3 Comments on "Serious"

  1. Genuinely sorry to see the Graun playing a part in this, though – they were never going to side with the Left (they backed the SDP, after all) but siding with fluff and distraction seems even worse, perhaps because it’s so definitively useless. I guess it goes back to my rule of thumb that there are no adjectives in life, only adverbs – no states, only tendencies and directions of travel. Everything’s either push or pushback. So after Alan Rusbridger you don’t get someone whose editorial style is like Alan Rusbridger’s, you get someone who’s going to take the paper in the same direction as Rusbridger did – after everything he’d already done, and (coincidentally) at the worst possible time. (Did the Graun get worse faster in reaction to Corbyn? It doesn’t seem wildly implausible.)

    That report from Beverley makes grim reading, btw – but I guess it stands to reason that we’d be doing Eyam in reverse this time.


  2. As a German, I thought the Guardian article was spot on as a characterisation of attitudes to fresh air in this country. And while written in a fluffy tone, I thought it was serious enough to bring the message across.
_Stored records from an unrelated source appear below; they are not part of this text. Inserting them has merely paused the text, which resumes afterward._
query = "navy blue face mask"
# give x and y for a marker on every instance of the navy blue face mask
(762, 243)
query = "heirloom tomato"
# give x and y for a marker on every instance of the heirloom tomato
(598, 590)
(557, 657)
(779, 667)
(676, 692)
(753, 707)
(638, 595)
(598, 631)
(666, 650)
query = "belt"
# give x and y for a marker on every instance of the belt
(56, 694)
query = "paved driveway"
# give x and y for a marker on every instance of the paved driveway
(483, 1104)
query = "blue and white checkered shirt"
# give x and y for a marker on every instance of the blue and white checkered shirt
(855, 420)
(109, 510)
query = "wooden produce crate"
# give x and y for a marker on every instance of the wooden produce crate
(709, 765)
    But maybe it feels different to a native English speaker.


  3. “What was more interesting, though, was that the defining feature of being a serious person was taking no interest whatsoever in anything serious.”


    Serious Discourse is a narrative about events shared by certain politicians and media political correspondents and is an odd mixture of analysis of a particular area and the political optics around it. It tends to divert attention away from tricky issues that Serious People don’t want to think about and, as you say, “have to confront about themselves”.

    The virus is serious. The invasion of Iraq was serious. Pandemics and Climate Change and Antibiotic Resistance are serious issues. As Rebecca Long Bailey said back in March, because of COVID we will soon find ourselves doing things that we never dreamed we would be doing. Serious Discourse is a way of avoiding thought about the fact that this means considering actions that are outside the narrow confines of politics as usual.